The distinguished name of the user. Relevant for LDAP users only.

Type: String

 

This information is returned when the ExtendedDetails parameter is set to Yes.

source

The source of the user.

Valid values:

  • CyberArk

  • LDAP

Type: Boolean

userType

The user type as defined in the license.

Type: String

authorizedInterfaces

The CyberArk interfaces that the user is authorized to use.

The following interfaces are possible values:

  • AIMApp

  • PIMSU

  • AppPrv

  • PIMSu

  • CPM

  • PSMP

  • GUI

  • PSMApp

  • EVD

  • PSMPApp

  • HTTPGW

  • PTA

  • NAPI

  • PVWA

  • PACLI

  • PVWAApp

  • PAPI

  • XAPI

  • PSM

  • WINCLIENT

Type: List of strings

componentUser

Whether the user is a known component or not.

If the user is a component, then the value is true. Otherwise, it is false.

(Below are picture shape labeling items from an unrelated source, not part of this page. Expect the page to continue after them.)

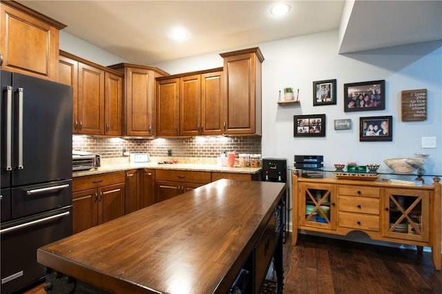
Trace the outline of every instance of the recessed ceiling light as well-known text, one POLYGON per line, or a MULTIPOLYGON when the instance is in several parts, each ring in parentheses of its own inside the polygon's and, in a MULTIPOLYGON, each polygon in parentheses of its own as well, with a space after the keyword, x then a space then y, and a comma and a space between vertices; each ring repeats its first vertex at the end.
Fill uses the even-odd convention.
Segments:
POLYGON ((183 28, 175 28, 171 32, 172 39, 177 41, 182 41, 187 39, 189 34, 183 28))
POLYGON ((290 6, 286 3, 276 4, 270 10, 270 13, 276 17, 284 15, 290 11, 290 6))

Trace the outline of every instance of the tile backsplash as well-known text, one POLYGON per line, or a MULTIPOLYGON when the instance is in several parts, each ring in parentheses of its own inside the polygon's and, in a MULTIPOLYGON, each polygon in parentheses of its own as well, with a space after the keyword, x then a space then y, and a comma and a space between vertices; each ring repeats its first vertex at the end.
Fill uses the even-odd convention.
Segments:
POLYGON ((197 137, 191 138, 122 139, 73 136, 73 149, 98 153, 102 158, 131 153, 149 153, 151 156, 215 158, 221 150, 238 153, 261 153, 260 137, 197 137))

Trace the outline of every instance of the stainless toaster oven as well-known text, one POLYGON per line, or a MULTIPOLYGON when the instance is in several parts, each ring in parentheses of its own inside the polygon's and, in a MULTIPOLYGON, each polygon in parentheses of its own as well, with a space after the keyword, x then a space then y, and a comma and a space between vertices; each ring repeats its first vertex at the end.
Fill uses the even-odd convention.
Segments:
POLYGON ((86 151, 74 150, 72 153, 73 171, 87 170, 97 168, 101 166, 101 157, 99 154, 86 151))

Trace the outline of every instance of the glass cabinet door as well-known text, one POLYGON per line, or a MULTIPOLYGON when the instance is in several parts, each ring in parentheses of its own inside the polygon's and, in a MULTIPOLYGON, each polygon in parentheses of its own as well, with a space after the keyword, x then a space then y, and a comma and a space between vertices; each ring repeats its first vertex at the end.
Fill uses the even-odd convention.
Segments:
POLYGON ((336 186, 302 183, 300 188, 300 223, 305 226, 336 228, 336 186))
POLYGON ((428 242, 430 193, 425 190, 387 188, 383 233, 386 237, 428 242))

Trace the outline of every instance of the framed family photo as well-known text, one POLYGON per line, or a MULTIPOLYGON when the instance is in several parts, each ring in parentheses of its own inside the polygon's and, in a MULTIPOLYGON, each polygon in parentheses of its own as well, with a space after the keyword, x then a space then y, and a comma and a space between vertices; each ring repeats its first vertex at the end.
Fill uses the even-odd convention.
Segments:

The following user types are considered components:

  • AppProvider

  • CIFS

  • CPM

  • DCAInstance

  • ENE

  • FEWA

  • FTP

  • OPMProvider

  • PIMProvider

  • PSM

  • PSMPServer

  • PSMPADBridge

  • PSMHTML5Gateway

  • PVWA

  • SEG

  • SFE

Type: Boolean

vaultAuthorization

The user permissions.

Valid values:

  • AddSafes
  • AuditUsers
  • AddUpdateUsers
  • ResetUsersPasswords
  • ActivateUsers
  • AddNetworkAreas
  • ManageDirectoryMapping
  • ManageServerFileCategories
  • BackupAllSafes
  • RestoreAllSafes

Type: List of strings

groupsMembership

A list of groups that the user is a member of. See Group membership parameters.

 

This information is returned when the ExtendedDetails parameter is set to Yes.

location

The location of the Vault.

Type: String

enabled

Whether or not the user is enabled.

Type: Boolean

 

This information is returned when the ExtendedDetails parameter is set to Yes.

suspended

Whether or not the user is suspended after entering incorrect credentials multiple times.

Type: Boolean

 

This information is returned when the ExtendedDetails parameter is set to Yes.

personalDetails

User's personal details, including:

  • firstName
  • middleName
  • lastName
  • organization
  • department

Type: Object

 

The organization and department information is returned only when the ExtendedDetails parameter is set to Yes.

Group membership parameters

Parameter

Description

groupId

The unique ID of the group.

Type: Number

groupName

The name of a group in the Vault.

Type: String

groupType

Whether this is a Vault group or directory group.

Possible values: Vault, Directory

Type: String

Return codes

For a complete list of return codes, see Return Codes.